Great video! And you make a lot of interesting points, too.
To my mind “putting in a lot of the leg-work themselves, with support from the medical profession” means they are not actually being treated. For the woman who has attended A&E for the third time this month there comes a point where it would be better to treat her underlying condition on cost grounds alone, even without considering ethics or compassion. There’s still too much whinging about lack of resources, when in the long run psychotherapy is cheaper than that revolving door you have there.
The “personality/illness distinction” is not quite worded right, because disorders of personality are in themselves a type of illness. Borderline personality disorder is curable unless it has become severe after being left untreated for many years. When a condition really is incurable, it is usual to try and make the patient as comfortable as possible.

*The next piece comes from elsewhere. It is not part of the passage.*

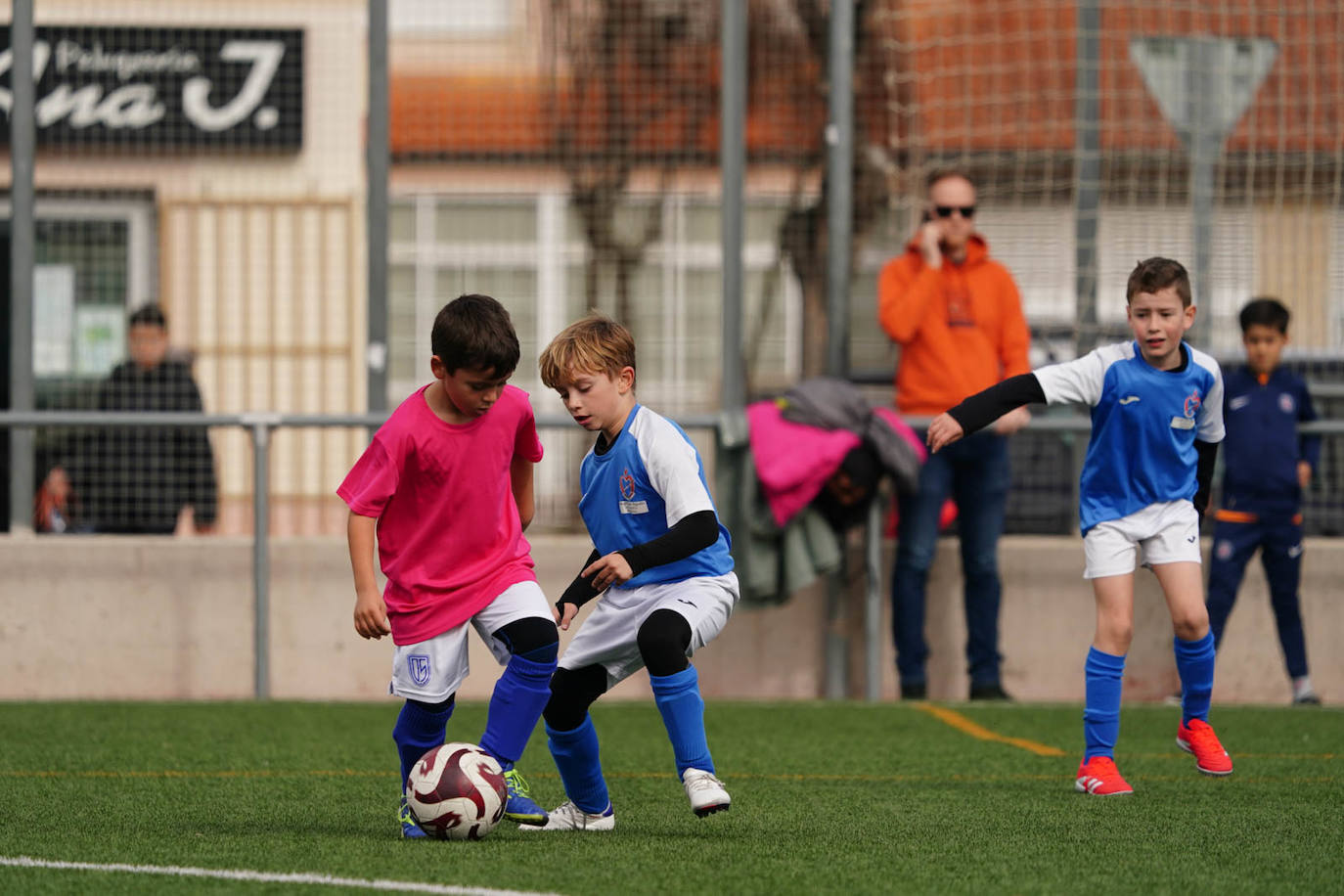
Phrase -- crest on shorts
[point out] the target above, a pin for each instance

I don’t see why an incurable personality disorder should be an exception.
As you say “There can’t be just one borderline patient, one NEAD in the city…”
So if you treated the illness/disorder rather than the person – the individual, what happens when someone different (yet same mental illness & injury) does comes in? What if that 2nd person overhears the HCA’s comment? One person may not care and still attend A & E again. However another may feel hurt & judged so that they chose not to come in again – the time when it could really matter for their life & safety.